On Thu, Nov 12, 2009 at 11:34 PM, Michael Droettboom <[email protected]> wrote:
> The new macros contain non-constant initializers for a type declared
> constant.
>
> const union IEEEl2bitsrep u = {x};
>
> AFAIK, ANSI dictates that the initializer must be a literal or another
> constant variable. We could declare 'x' as constant in the function
> signature, but it actually does get changed in the body of the function.
yep, the const should not have been set in the first place here.
> Hopefully a good compiler optimizer will alias this away.
> Alternatively, we could do what C++ would call a "reinterpret cast",
> which would avoid the need for the "do { ... } while (0);" trick:
>
> ((IEEEl2bitsrep *)(&(x)))->a
Nope, this is not guaranteed to work, and is exactly what I am trying
to avoid with union :)
>
> Also, it seems LDBL_NBIT wasn't defined for the
> HAVE_LDOUBLE_IEEE_QUAD_BE case:
>
> "numpy/core/src/npymath/ieee754.c.src", line 176: undefined symbol:
> LDBL_NBIT
>
> I defined it as 0. Is that correct?
Yes.
>
> So that got it to compile. Unfortunately, then I run into assertion
> errors in the unit test:
>
> > /home/mdroe/numpy/numpy/core/tests/test_umath.py(834)test_nextafter()

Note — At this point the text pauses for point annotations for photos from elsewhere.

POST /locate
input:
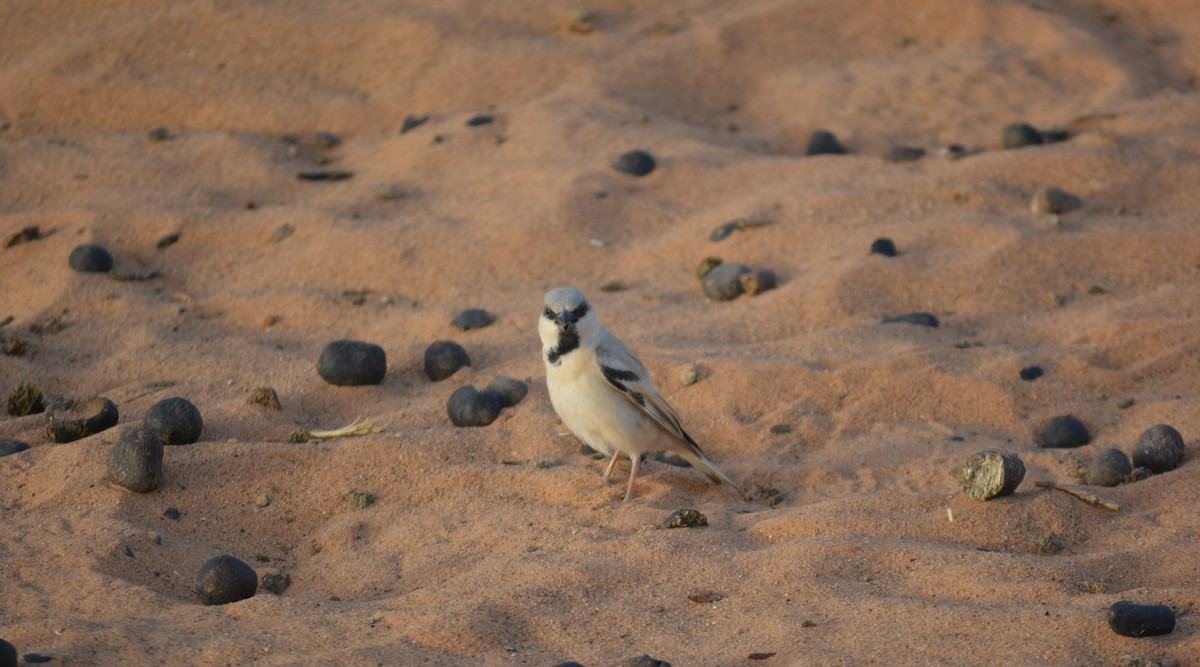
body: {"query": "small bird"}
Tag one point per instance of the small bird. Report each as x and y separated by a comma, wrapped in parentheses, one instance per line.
(604, 394)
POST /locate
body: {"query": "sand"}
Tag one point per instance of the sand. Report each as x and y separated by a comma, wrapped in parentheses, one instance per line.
(502, 545)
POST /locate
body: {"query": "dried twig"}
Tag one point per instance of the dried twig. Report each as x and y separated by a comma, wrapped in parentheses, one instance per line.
(1081, 494)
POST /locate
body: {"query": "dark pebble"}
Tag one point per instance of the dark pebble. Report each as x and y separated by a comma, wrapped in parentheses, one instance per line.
(990, 474)
(635, 163)
(883, 246)
(1159, 449)
(1065, 431)
(175, 420)
(90, 258)
(1020, 134)
(1031, 373)
(469, 407)
(473, 318)
(509, 390)
(136, 461)
(9, 448)
(225, 580)
(825, 143)
(70, 420)
(724, 281)
(1110, 468)
(687, 518)
(443, 359)
(919, 319)
(352, 364)
(1131, 619)
(904, 154)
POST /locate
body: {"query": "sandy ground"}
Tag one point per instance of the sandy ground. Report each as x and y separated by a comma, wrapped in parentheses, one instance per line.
(503, 545)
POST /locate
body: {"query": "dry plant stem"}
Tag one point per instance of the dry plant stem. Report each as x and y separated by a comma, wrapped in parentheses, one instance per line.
(1081, 494)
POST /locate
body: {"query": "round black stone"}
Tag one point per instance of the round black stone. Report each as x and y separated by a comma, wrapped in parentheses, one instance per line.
(90, 258)
(509, 390)
(70, 420)
(1065, 431)
(352, 364)
(175, 420)
(443, 359)
(12, 446)
(1031, 373)
(468, 407)
(136, 461)
(1159, 449)
(823, 143)
(1110, 468)
(473, 318)
(225, 580)
(1131, 619)
(1019, 134)
(883, 246)
(636, 163)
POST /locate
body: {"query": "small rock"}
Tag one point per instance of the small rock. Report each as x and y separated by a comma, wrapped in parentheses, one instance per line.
(1054, 200)
(1065, 431)
(71, 420)
(90, 258)
(1131, 619)
(635, 163)
(136, 461)
(473, 318)
(175, 420)
(225, 580)
(724, 281)
(883, 246)
(1110, 468)
(1159, 449)
(919, 319)
(443, 359)
(509, 390)
(265, 397)
(1019, 134)
(990, 474)
(9, 448)
(687, 518)
(469, 407)
(352, 364)
(823, 143)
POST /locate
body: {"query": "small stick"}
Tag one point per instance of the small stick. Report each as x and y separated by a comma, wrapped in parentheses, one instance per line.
(1081, 494)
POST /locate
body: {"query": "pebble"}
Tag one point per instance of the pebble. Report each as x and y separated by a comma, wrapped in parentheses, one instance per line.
(71, 420)
(175, 420)
(635, 163)
(1109, 468)
(1065, 431)
(1131, 619)
(352, 364)
(1019, 134)
(1159, 449)
(883, 246)
(990, 474)
(443, 359)
(225, 580)
(473, 318)
(687, 518)
(509, 390)
(9, 448)
(904, 154)
(90, 258)
(1054, 200)
(469, 407)
(919, 319)
(136, 461)
(823, 143)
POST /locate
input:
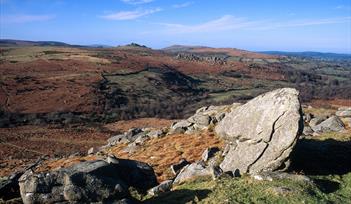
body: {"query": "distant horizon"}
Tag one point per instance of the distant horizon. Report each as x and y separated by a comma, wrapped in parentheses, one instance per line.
(159, 48)
(321, 26)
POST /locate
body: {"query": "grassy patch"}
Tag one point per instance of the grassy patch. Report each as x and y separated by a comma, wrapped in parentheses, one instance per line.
(329, 189)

> -> assert np.nextafter(one, two) - one == eps
> (Pdb) p t
> <type 'numpy.float128'>
> (Pdb) p eps
> 1.9259299443872358531e-34
> (Pdb) p np.nextafter(one, two)
> 1.0
> (Pdb) p np.nextafter(one, two) - one
> 0.0
> (Pdb) p (np.nextafter(one, two) - one) == 0.0
> True
>
> It looks as if the nextafterl implementation isn't ever packing fields
> back into the long double at all. I can confirm this error even when
> using the numpy nextafterl on x86 Linux with gcc (by undef'ing
> HAVE_NEXTAFTERL on that platform).
>
> Take for example the following block:
>
> if (x == 0.0) {
> xmanh = 0; /* return +-minsubnormal */
> xmanl = 1;
> xsign = ysign;
> t = x * x;
> if (t == x) {
> return t;
> } else {
> return x; /* raise underflow flag */
> }
> }
>
> 'xmanh', 'xmanl' and 'xsign' are completely disconnected variables from
> the original long double 'x'.
Yes, you're right, the current code does not make any sense. I don't
know what I was thinking (probably not much).
> Personally,
> I think the getter/setter approach is cleaner, even if more verbose,
> because it's not otherwise terribly obvious when the value needs to be
> re-packed.
Yes, GETTER/SETTER is also more similar to the other cases
(single/double precision).
> I'm happy to make these changes, since I've got access to the "finicky"
> platform, but want to confirm how you would prefer it done first.
Cool. The changes should be done for all platforms, and pointer cast
should be done through union, not (*(new type*)(&x)).